LISTSERV at the University of Georgia
Menubar Imagemap
Home Browse Manage Request Manuals Register
Previous messageNext messagePrevious in topicNext in topicPrevious by same authorNext by same authorPrevious page (February 2004, week 1)Back to main SAS-L pageJoin or leave SAS-L (or change settings)ReplyPost a new messageSearchProportional fontNon-proportional font
Date:         Tue, 3 Feb 2004 14:42:18 -0600
Reply-To:     Toby Dunn <tdunn@OAKHILLTECH.COM>
Sender:       "SAS(r) Discussion" <SAS-L@LISTSERV.UGA.EDU>
From:         Toby Dunn <tdunn@OAKHILLTECH.COM>
Subject:      Re: SQL speed
In-Reply-To:  <200402032032.i13KWaB30075@listserv.cc.uga.edu>
Content-Type: text/plain; charset="us-ascii"
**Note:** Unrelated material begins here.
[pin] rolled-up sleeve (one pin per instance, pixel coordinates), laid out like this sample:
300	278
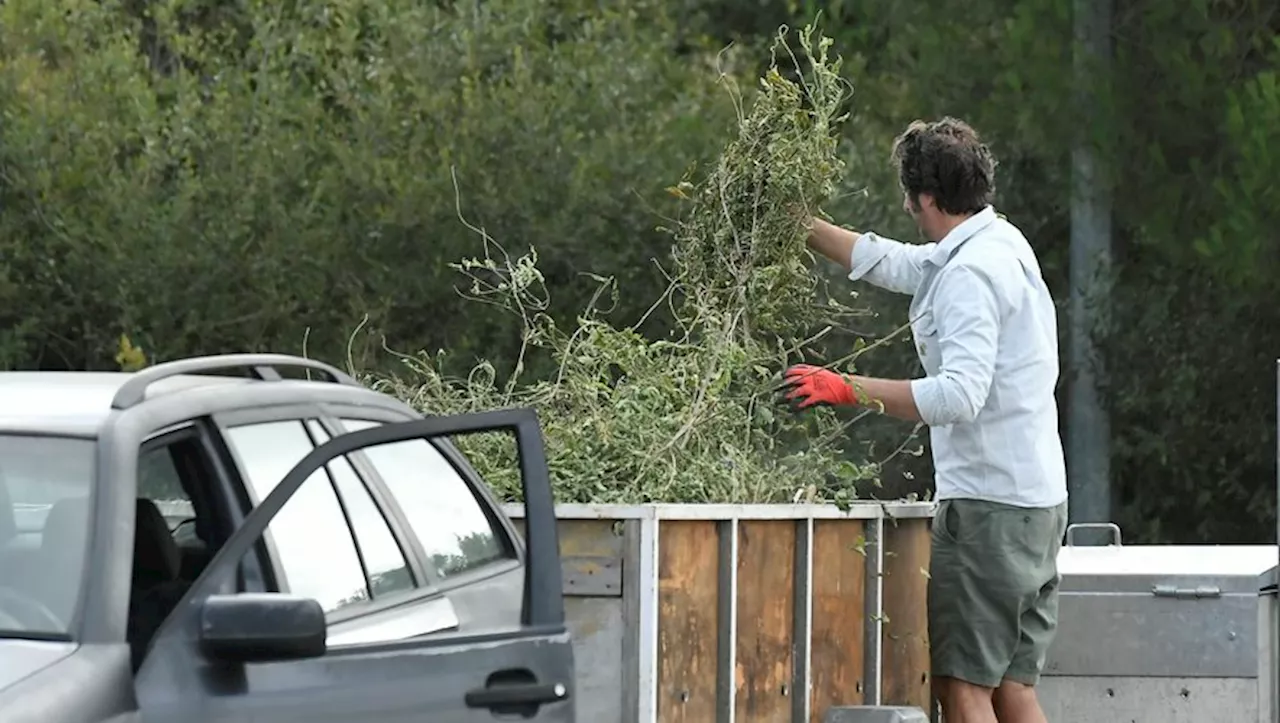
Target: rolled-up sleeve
888	264
967	314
I remember my mainframe admins saying that on our system it takes sorting a certain number of obs before our system would use syncsort, otherwise it would just use sas's sort. Wonder if the same is true weather or not im using a datastep or a sql statement. Hmmmmmm....yet another thind on a long list to ponder..

Toby Dunn

-----Original Message----- From: SAS(r) Discussion [mailto:SAS-L@LISTSERV.UGA.EDU] On Behalf Of Don Stanley Sent: Tuesday, February 03, 2004 2:33 PM To: SAS-L@LISTSERV.UGA.EDU Subject: Re: SQL speed

Yes, as i recall when proc syncsort is installed any proc sort automagically becomes a proc syncsort. This is very sensible, I wouldn't want to be coding "proc syncsort" in my jobs and then have the company dictate we move to a different sort engine. I'd have a massive overhead in maintenance. I had neglected to mention this, and it does mean effectively only two choices for Proc SORT, SAS sort or proc syncsort. for SQL it also means two choices, SAS SORT or system syncsort.

I always understood proc syncsort to be a proc sort replacement, no intention on the part of the developers to use it with SAS SQL (which wasn't even around when I first used proc syncsort!). I wasn't clear about that in my earlier post.

Crux of my message doesn't change. PROC SYNCSORT is very worthwhile. There are situations where you cannot avoid sorting in SQL, otherwise with proc syncsort installed it just gets used with proc sort.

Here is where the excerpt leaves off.